Image description to optimize use of screen readers for those visually impaired: Photo of Maya Angelou with her quote: “Do the best you can until you know better. Then when you know better, do better.”

Image description to optimize use of screen readers for those visually impaired: Photo of Maya Angelou with her quote: “Do the best you can until you know better. Then when you know better, do better.”

In the words of mindfulness expert Jack Kornfield:

“Whatever your political perspective, now is the season to stand up for what matters. To stand against hate. To stand against racism. To stand for respect. To stand for protection of the vulnerable. To stand for Pride Month and Black Lives Matter. To act in ways small and large that make a difference.”
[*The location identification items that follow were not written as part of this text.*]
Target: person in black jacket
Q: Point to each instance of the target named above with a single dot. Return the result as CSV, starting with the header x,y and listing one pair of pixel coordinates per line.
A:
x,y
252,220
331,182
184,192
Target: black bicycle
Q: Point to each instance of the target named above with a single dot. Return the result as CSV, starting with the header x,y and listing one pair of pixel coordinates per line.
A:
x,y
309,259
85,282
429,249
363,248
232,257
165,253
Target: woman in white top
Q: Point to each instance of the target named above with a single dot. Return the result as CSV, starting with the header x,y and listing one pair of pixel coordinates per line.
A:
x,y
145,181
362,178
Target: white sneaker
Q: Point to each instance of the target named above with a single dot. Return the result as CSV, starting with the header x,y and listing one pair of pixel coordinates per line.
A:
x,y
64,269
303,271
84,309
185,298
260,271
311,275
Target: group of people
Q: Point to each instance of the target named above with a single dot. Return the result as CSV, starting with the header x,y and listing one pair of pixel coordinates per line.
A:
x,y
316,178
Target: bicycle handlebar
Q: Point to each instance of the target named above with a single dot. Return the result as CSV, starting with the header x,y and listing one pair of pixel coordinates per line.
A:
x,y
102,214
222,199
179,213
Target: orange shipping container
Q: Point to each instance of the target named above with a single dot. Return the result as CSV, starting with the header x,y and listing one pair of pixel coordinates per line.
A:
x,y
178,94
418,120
Doing my own on-going self-exploration as a therapist, helps prepare me to support a variety of clients on different points on their journeys. And, as a therapist with White skin privilege, I’m continuing to work with a small group of White-identified therapists seeking to uproot the ways White-body supremacy lives in our own lives. And as with so many things, the more I explore about my own life, including my complicity with oppression and all the unlearning I need to continue doing, the easier it is for me to have these conversations with others. And this might be true for you too, that therapy can be a good place to build up tolerance for difficult conversations.  I’m currently reading My Grandmother’s Hands by therapist and trauma specialist Resmaa Menakem.  (Check out Mr. Menakem’s interview for On Being With Krista Tippet.)  It has me thinking a lot about the ways racialized trauma is stored and stuck in everyone’s bodies in this country, and the ways neuroscience and body-based healing can help us begin to address how this trauma lives in us on a cellular level.
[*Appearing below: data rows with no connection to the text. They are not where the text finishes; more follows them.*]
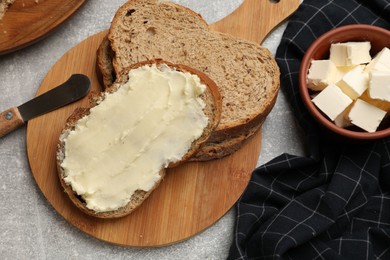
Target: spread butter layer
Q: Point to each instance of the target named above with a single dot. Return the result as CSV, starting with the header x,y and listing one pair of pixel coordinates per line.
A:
x,y
124,142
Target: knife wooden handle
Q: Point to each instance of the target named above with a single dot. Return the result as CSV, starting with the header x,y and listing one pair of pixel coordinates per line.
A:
x,y
10,119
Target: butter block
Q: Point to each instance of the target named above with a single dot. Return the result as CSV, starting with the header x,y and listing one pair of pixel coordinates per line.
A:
x,y
350,53
354,82
342,120
366,116
384,105
332,101
321,74
379,85
381,61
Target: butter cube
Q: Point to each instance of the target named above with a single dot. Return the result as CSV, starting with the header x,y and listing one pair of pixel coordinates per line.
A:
x,y
350,53
332,101
381,61
321,74
342,120
379,85
366,116
354,82
384,105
“In today’s America, we tend to think of healing as something binary: either we’re broken or we’re healed from brokenness.  But that’s not how healing operates, and it’s almost never how human growth works.  More often, healing and growth take place on a continuum, with innumerable points between utter brokenness and total health.” - Resmaa Menakem

In order for change to occur, we must find a way to talk about this, and not lose focus, to find the people who help us take a step farther towards this growth, for our collective liberation.